I do suggest you buy a slinky and play with it. There’s no substitute for direct physical intuition. For standing waves without walls, the easiest system I know that one can build is the one that appears in Figure 48 of the book, but it would have to be quite long and carefully calibrated to really be intuitive. I tried a couple of times to make something simpler, but never really made it work in an intuitively useful way.

3. Kudzu says:

The restoring force makes sense, a ‘wall’ in a sense, an anchor point in a slightly abstract way. I can understand that as the restoring force drops to zero the minimum possible frequency drops to zero as well. So a massless particle has no lower bound on its energy, no upper bound on its wavelength.

But you say that the EM field has no restoring force, but don’t photons behave the same way as electrons, in that it’s possible to have a wave of a certain frequency (dependent on the photon’s energy) without walls? As far as I can understand a photon wave, which should then have none of this restoring-force nature and behave like the ‘regular string’. I must be missing something here but am not sure of what.

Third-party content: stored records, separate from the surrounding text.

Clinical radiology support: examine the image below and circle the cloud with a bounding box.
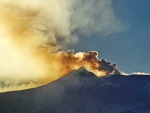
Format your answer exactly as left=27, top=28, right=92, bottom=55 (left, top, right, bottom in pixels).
left=131, top=72, right=150, bottom=75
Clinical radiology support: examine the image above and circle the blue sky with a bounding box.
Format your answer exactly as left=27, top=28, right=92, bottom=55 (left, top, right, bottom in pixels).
left=71, top=0, right=150, bottom=73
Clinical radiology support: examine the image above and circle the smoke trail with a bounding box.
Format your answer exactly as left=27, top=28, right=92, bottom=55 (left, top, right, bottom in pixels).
left=0, top=0, right=122, bottom=92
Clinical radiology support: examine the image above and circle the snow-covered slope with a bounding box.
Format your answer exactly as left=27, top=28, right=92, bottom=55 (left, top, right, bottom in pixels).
left=0, top=69, right=150, bottom=113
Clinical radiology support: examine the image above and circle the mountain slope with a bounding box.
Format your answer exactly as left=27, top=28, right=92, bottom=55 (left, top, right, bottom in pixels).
left=0, top=69, right=150, bottom=113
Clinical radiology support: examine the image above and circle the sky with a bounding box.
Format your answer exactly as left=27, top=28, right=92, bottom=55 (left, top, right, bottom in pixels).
left=70, top=0, right=150, bottom=73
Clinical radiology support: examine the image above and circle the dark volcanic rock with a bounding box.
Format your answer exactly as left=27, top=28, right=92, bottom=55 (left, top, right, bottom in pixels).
left=0, top=69, right=150, bottom=113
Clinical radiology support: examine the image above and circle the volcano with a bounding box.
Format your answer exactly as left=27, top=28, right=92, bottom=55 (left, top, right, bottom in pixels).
left=0, top=69, right=150, bottom=113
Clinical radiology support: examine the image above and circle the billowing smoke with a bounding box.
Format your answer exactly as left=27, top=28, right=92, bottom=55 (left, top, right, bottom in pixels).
left=0, top=0, right=122, bottom=92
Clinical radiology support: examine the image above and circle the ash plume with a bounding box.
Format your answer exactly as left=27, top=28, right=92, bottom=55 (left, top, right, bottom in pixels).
left=0, top=0, right=122, bottom=92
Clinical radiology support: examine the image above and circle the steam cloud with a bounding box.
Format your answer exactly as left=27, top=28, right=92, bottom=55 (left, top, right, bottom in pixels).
left=0, top=0, right=122, bottom=92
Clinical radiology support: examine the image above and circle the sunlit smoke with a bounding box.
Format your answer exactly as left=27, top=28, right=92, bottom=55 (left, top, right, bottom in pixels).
left=0, top=0, right=122, bottom=92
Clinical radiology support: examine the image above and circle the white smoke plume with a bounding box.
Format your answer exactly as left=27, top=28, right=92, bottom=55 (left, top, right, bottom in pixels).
left=70, top=0, right=123, bottom=37
left=0, top=0, right=123, bottom=92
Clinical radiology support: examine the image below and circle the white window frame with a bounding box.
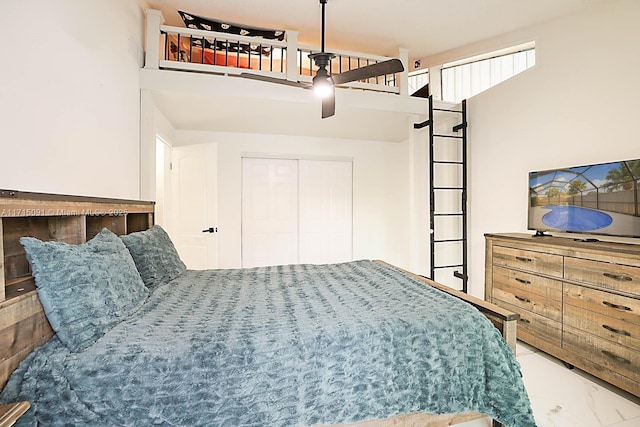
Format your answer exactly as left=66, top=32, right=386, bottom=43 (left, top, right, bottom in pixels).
left=440, top=42, right=536, bottom=103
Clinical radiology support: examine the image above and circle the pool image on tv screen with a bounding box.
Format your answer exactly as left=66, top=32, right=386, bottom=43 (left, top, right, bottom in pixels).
left=528, top=159, right=640, bottom=238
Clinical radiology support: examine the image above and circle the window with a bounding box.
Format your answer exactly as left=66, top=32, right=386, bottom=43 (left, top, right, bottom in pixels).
left=441, top=42, right=535, bottom=102
left=408, top=69, right=429, bottom=96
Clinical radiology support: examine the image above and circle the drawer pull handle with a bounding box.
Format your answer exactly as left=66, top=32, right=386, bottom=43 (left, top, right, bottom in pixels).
left=603, top=272, right=632, bottom=282
left=602, top=301, right=632, bottom=311
left=515, top=277, right=531, bottom=285
left=519, top=318, right=531, bottom=324
left=602, top=324, right=631, bottom=337
left=514, top=295, right=531, bottom=303
left=515, top=256, right=533, bottom=263
left=601, top=350, right=631, bottom=365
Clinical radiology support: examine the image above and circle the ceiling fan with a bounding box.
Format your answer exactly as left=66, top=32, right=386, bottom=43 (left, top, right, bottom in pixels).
left=241, top=0, right=404, bottom=119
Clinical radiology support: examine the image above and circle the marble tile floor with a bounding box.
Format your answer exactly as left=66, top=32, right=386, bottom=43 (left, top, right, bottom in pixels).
left=457, top=341, right=640, bottom=427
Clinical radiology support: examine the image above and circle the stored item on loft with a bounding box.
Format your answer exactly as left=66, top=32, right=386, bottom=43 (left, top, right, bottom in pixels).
left=177, top=10, right=285, bottom=56
left=240, top=0, right=404, bottom=119
left=528, top=158, right=640, bottom=238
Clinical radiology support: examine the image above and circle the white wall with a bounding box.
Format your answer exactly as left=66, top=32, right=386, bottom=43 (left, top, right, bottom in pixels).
left=174, top=131, right=413, bottom=270
left=458, top=0, right=640, bottom=297
left=0, top=0, right=145, bottom=199
left=151, top=106, right=176, bottom=230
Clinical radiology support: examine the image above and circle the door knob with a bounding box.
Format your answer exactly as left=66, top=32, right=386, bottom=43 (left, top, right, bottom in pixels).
left=202, top=227, right=218, bottom=233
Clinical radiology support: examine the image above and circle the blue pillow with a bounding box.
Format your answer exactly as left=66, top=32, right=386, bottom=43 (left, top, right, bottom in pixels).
left=119, top=225, right=187, bottom=290
left=20, top=228, right=148, bottom=352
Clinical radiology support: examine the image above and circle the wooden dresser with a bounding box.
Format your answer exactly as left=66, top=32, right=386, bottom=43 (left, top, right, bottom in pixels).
left=485, top=233, right=640, bottom=397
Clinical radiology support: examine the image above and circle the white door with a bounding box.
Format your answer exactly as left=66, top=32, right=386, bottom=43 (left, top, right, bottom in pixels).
left=171, top=143, right=218, bottom=269
left=241, top=157, right=352, bottom=268
left=298, top=160, right=352, bottom=264
left=242, top=158, right=299, bottom=268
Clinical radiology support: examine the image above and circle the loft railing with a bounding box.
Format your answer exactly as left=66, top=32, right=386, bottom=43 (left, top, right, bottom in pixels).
left=144, top=9, right=409, bottom=95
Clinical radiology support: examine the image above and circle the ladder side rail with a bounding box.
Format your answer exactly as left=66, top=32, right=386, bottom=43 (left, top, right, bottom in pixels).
left=428, top=95, right=436, bottom=281
left=460, top=99, right=469, bottom=292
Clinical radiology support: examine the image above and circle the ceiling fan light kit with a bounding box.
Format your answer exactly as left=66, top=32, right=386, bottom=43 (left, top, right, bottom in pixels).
left=309, top=52, right=335, bottom=99
left=312, top=72, right=334, bottom=99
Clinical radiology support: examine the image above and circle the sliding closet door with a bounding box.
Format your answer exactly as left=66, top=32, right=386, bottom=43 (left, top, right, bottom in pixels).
left=242, top=158, right=299, bottom=268
left=298, top=160, right=352, bottom=264
left=241, top=157, right=353, bottom=268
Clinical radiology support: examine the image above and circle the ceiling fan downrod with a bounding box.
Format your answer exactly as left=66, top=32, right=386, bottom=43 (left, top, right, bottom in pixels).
left=310, top=0, right=334, bottom=68
left=310, top=0, right=335, bottom=99
left=320, top=0, right=327, bottom=53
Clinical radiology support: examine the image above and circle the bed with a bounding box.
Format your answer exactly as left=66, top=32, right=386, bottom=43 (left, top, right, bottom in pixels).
left=0, top=191, right=535, bottom=426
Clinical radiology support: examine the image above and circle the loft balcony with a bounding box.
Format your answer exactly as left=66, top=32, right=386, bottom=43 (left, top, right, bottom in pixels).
left=141, top=9, right=428, bottom=142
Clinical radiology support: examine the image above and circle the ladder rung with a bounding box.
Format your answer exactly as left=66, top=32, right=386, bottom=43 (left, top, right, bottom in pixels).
left=434, top=238, right=466, bottom=243
left=433, top=107, right=463, bottom=113
left=433, top=213, right=464, bottom=216
left=433, top=186, right=463, bottom=190
left=433, top=161, right=463, bottom=165
left=433, top=264, right=463, bottom=269
left=434, top=134, right=464, bottom=139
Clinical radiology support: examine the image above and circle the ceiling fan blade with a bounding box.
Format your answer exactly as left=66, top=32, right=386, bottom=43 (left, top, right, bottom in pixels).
left=239, top=73, right=310, bottom=88
left=333, top=58, right=404, bottom=85
left=321, top=86, right=335, bottom=119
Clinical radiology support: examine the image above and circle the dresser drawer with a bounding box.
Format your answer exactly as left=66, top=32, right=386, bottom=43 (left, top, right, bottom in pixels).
left=495, top=300, right=562, bottom=347
left=493, top=286, right=562, bottom=321
left=564, top=283, right=640, bottom=327
left=564, top=300, right=640, bottom=350
left=492, top=265, right=562, bottom=301
left=564, top=325, right=640, bottom=384
left=493, top=245, right=563, bottom=278
left=564, top=257, right=640, bottom=294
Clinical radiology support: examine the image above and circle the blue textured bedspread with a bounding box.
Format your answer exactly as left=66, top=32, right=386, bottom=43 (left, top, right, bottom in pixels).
left=1, top=260, right=535, bottom=426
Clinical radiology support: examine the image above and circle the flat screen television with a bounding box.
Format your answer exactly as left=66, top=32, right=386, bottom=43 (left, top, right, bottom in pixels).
left=528, top=158, right=640, bottom=238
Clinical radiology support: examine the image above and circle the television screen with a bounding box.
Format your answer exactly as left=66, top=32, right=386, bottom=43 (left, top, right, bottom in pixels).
left=528, top=158, right=640, bottom=238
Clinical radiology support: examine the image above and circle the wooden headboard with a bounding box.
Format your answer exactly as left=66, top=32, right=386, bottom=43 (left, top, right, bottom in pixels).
left=0, top=189, right=154, bottom=389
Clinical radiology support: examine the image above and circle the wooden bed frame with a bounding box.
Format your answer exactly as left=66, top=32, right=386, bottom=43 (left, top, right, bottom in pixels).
left=0, top=190, right=518, bottom=427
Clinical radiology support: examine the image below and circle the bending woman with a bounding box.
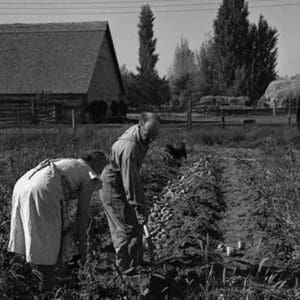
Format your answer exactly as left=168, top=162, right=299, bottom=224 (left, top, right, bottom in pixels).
left=7, top=150, right=107, bottom=296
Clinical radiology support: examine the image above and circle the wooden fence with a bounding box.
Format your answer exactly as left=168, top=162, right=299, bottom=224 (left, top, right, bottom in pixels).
left=1, top=97, right=299, bottom=128
left=128, top=102, right=299, bottom=129
left=0, top=98, right=59, bottom=127
left=128, top=105, right=296, bottom=115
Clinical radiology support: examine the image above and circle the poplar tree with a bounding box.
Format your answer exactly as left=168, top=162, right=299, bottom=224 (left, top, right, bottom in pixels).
left=213, top=0, right=250, bottom=94
left=134, top=5, right=170, bottom=105
left=137, top=4, right=158, bottom=76
left=168, top=38, right=197, bottom=104
left=248, top=15, right=278, bottom=100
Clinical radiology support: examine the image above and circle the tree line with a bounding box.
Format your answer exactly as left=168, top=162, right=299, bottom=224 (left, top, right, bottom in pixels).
left=122, top=0, right=278, bottom=107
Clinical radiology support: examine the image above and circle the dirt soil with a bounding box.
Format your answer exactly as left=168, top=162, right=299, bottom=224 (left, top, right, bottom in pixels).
left=217, top=148, right=264, bottom=264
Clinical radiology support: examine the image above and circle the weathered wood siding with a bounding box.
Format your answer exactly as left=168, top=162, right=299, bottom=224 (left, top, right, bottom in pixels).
left=0, top=94, right=86, bottom=124
left=87, top=31, right=122, bottom=110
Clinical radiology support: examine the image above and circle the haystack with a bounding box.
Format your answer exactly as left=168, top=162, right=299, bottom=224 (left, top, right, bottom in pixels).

1. No, photons cannot have a *standing wave* of a certain frequency without walls, whereas electrons can. Photons can have any energy, but they are always traveling waves. That’s equivalent to the statement that photons can never stop, while electrons can; the former (in empty space) must always be traveling waves, while the latter need not be. And this is the key difference between particles with zero rest mass and particles with non-zero rest mass.

1. Kudzu says:

Aah, of course. That was what I forgot. Now it makes perfect sense.

4. Jim C says:

Seems like the idea is a strong restoring force normal to the direction of wave travel.

1. A restoring force is always necessary. It need not be normal to the direction of wave travel; that’s a specific feature of this example. In fact, in a true standing wave, it will not be traveling at all.

5. Joseph says:

Dr.Strassler:
Can you highlight some of the major differences between Quantum Mechanics and Quantum Field theory? I know they are different, but I think many people believe they are the same theory. I think many people also believe that string theory is the same as quantum field theory, But isn’t string theory, as it currently stands, a “deeper” theory that attempts to explain the origin of the fundamental fields in QFT?

1. These are article-level questions; I can’t answer them in comments. I may write posts about them in the future, as they are good topics. For now, I’ll just say that string theory has many applications and settings, and in your last two sentences you are mixing two of them… not surprising, given that many writers aren’t clear on the matter. Note that I did mention this distinction in my recent post, https://profmattstrassler.com/2024/03/15/searching-for-suep-at-the-lhc/ .

6. When the medium has a strong restoring effect, it seems to provide its own continuous fuzzy walls that contain the standing wave.

1. Well, the problem with visualizing things that way is that the walls would be determined by the width of the standing wave, so each standing wave (of which there might be many — perhaps a whole set of electrons floating in a room) would have its own walls. Normally, when we speak of walls, we mean boundaries to the system that exist independently of which objects happen to be within the system at a particular moment. Moreover, real walls have energy and mass, whereas the ones you’re referring to don’t; they are imaginary, in that sense. So I wouldn’t recommend that sort of intuition. The standing wave just exists without walls, that’s all.